Alison Bashford is the Vere Harmsworth Professor of Imperial and Naval History, University of Cambridge, and fellow of Jesus College, Cambridge. Her first academic position was Lecturer in Women’s Studies at the University of Sydney. In Global Population: history, geopolitics and life on earth (2014), Bashford explores why population and international security histories were connected over the twentieth century. She has since written, with Joyce E. Chaplin, The New Worlds of Thomas Robert Malthus: re-reading the principle of population (Princeton, 2016). Long interested in the history of medico-legal border control, Bashford has recently globalised this project in Quarantine: Local and Global Histories (ed.).
“Contagious Edges: Disease at Continental and Cultural Limits”

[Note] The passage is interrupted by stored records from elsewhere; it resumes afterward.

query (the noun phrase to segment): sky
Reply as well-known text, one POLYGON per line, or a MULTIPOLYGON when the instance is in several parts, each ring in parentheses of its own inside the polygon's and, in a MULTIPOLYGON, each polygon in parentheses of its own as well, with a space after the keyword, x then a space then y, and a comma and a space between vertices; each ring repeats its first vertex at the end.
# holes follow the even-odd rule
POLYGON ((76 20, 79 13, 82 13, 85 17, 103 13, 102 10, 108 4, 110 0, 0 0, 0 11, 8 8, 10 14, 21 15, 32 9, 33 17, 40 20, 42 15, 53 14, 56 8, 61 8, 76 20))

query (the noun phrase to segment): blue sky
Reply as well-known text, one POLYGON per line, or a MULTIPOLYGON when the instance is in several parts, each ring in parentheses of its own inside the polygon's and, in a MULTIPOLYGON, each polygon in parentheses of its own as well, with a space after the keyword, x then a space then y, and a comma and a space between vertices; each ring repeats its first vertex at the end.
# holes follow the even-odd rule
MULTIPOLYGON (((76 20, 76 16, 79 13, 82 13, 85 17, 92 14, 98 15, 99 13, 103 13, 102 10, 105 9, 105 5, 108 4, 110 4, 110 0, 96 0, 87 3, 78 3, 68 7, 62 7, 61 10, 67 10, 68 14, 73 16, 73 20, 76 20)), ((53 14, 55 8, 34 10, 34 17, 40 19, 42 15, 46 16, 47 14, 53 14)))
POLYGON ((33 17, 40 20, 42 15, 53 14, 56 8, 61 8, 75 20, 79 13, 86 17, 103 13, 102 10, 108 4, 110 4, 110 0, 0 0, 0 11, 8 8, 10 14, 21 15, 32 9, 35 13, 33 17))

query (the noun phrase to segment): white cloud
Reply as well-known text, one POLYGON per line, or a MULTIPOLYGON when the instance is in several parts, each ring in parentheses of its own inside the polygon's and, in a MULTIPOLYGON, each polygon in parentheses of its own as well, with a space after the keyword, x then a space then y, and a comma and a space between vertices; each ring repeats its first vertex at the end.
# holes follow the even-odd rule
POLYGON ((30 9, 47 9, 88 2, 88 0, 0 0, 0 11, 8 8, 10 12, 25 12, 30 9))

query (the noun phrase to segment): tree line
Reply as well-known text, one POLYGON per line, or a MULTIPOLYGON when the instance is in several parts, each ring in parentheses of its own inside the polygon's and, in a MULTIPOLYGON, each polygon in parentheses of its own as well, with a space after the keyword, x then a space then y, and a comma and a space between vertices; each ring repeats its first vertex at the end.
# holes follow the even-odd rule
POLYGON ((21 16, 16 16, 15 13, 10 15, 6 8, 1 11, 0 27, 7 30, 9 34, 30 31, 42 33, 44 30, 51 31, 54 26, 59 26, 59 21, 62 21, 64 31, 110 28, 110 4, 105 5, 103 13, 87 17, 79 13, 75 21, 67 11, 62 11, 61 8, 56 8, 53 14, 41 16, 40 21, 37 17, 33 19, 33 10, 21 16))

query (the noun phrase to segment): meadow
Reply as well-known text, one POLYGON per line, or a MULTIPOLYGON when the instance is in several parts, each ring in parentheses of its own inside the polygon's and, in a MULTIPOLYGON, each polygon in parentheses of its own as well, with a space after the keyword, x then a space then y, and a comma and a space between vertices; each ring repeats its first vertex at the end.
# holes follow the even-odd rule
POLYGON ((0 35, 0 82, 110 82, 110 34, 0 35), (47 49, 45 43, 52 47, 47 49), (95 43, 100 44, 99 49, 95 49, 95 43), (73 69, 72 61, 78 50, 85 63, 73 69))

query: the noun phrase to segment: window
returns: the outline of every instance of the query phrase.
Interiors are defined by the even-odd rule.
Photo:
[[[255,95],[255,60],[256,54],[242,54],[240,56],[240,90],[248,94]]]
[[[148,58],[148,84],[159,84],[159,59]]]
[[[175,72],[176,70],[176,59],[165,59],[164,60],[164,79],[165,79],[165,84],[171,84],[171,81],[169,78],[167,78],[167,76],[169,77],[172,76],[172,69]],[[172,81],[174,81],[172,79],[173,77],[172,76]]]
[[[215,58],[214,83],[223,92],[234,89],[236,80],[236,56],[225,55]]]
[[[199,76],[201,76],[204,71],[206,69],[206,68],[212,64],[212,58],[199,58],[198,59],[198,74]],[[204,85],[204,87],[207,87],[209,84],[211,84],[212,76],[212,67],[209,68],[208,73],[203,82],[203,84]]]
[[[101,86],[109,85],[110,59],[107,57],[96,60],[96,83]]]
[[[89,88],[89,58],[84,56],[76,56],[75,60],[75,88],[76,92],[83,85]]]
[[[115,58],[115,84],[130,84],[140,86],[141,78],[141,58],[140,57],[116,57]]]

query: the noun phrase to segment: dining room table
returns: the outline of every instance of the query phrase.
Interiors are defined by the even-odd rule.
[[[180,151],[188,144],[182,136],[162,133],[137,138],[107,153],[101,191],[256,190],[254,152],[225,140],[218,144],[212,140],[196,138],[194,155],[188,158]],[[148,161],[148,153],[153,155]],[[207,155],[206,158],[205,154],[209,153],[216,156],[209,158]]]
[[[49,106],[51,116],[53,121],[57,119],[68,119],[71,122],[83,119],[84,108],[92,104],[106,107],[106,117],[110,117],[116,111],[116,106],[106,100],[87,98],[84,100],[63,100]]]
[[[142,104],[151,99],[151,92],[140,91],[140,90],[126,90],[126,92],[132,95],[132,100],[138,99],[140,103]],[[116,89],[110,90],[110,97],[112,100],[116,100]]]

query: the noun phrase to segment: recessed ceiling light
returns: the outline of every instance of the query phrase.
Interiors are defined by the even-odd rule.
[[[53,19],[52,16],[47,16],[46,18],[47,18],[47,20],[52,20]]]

Disease prevention might be a novel field for security studies in its international relations guise, but medico-legal border control is hardly new. Traces of bio-security’s long political, cultural, local and international history are everywhere. The starting point for this paper is Sydney’s edge: the old quarantine station on the cliffs of North Head where thousands of rock inscriptions are the literal traces of disease security in the past. The Quarantine Project, based at the University of Sydney, has closely analysed this remarkable material culture assemblage over the last few years. Yet I consider the limits of cultural analysis here as well (including/mainly my own), which often sidestep difficult epidemiological facts in favour of predictable critical readings. After many years of thinking about contagious edges, still the hardest questions remain: What do we do with the fact that drug-resistant tuberculosis (for example) is prevalent in countries to Australia’s north, and not in Australia itself? What if quarantine worked?